To further test if our method can be generally applied to analyze progression pathways from single-cell RNA-seq data, we have also used it to analyze time series single-cell data sets from MEFs reprogramming (Treutlein et al. 2016) and from mouse bone marrow (Olsson et al. 2016). The MEFs reprogramming data set focused on two settings: The first studied cells treated by ASCL1, and the second looked at cells treated with a combination of ASCL1, POU3F2 (previously known as BRN2), and MYT1L. Our model identified ASCL1 as a key regulator for both conditions even though the information about the specific gene perturbation experiment was not used in the learning process. Several other known factors were identified. The model accurately assigned cells to states (Supplemental Figs. S4, S19) and provided a map for the differentiation of MEFs to multiple cell fates (for interactive model, see Supplemental website). Similarly, for the mouse bone marrow data (Olsson et al. 2016), our predicted model correctly determines that HSCP cells differentiate to Mono and Gran cells through a series of intermediate states. For more details about performance comparison on additional data sets, see the Supplemental Results and Supplemental Figures S20 and S21.

Discussion

We developed and tested a computational method for reconstructing dynamic regulatory networks from single-cell time series data. Unlike prior methods for pseudotemporal ordering of such data, our method uses static information about targets of TFs both to improve the learning of a branching model and to identify TFs that regulate various stages in the process. Applying our method to single-cell lung development data from multiple laboratories allowed us to reconstruct developmental pathways for a number of different types of lung epithelial cells. As we show, the reconstructed models both capture known biology (in terms of cell groupings and temporal assignment of events) and raise new hypotheses about the roles that certain TFs play in the development of specific cell types. We validated these predictions using both immunofluorescence staining and expression experiments identifying new roles for a number TFs in regulating lung development.

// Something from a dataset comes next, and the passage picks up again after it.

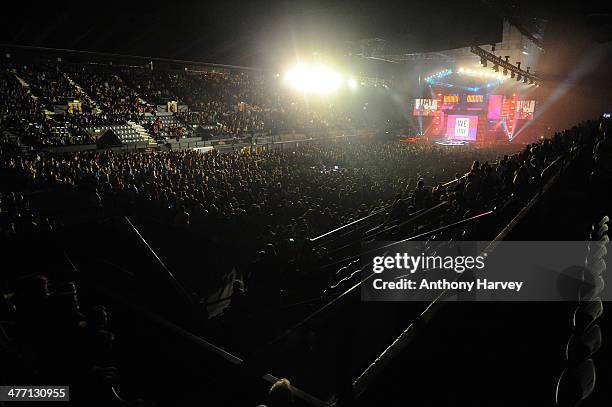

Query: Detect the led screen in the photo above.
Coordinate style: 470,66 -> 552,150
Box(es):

One of the predicted TFs, HIF1A, is known to decrease in expression with advancing gestation in the fetal mouse lung (Bridges et al. 2012). To assess the effects of HIF1A on epithelial cell differentiation, an oxygen-stable form of HIF1A was conditionally expressed in respiratory epithelial cells. As predicted, OE of Hif1a inhibited maturation of AT1 cell precursors, indicated by decreased intensity and numbers of HOPX-stained AT1 cells, and increased proportion of proSP-C–stained AT2 cells. Additional support to the model was obtained using immunofluorescence confocal microscopy analysis of fetal mouse lung from the canalicular (E16.5) to saccular stage (E18.5) of lung morphogenesis. At E16.5, lung mesenchyme was prominent and epithelial cells lining peripheral regions of acinar buds stained for both NKX2-1 and SOX9, as predicted by the model (Supplemental Fig. S18). At E18.5, the peripheral acinar buds had dilated, mesenchyme had thinned, the levels SOX9 were markedly decreased, and HOPX had increased, consistent with differentiation of AT1 and AT2 cell progenitors. Phosphohistone H3, a marker of cell proliferation, expressed in the SOX9-positive epithelial progenitors and associated mesenchyme at E16.5, was markedly decreased at E18.5, consistent with the decreased proliferation that occurs with advancing gestation in the mouse lung.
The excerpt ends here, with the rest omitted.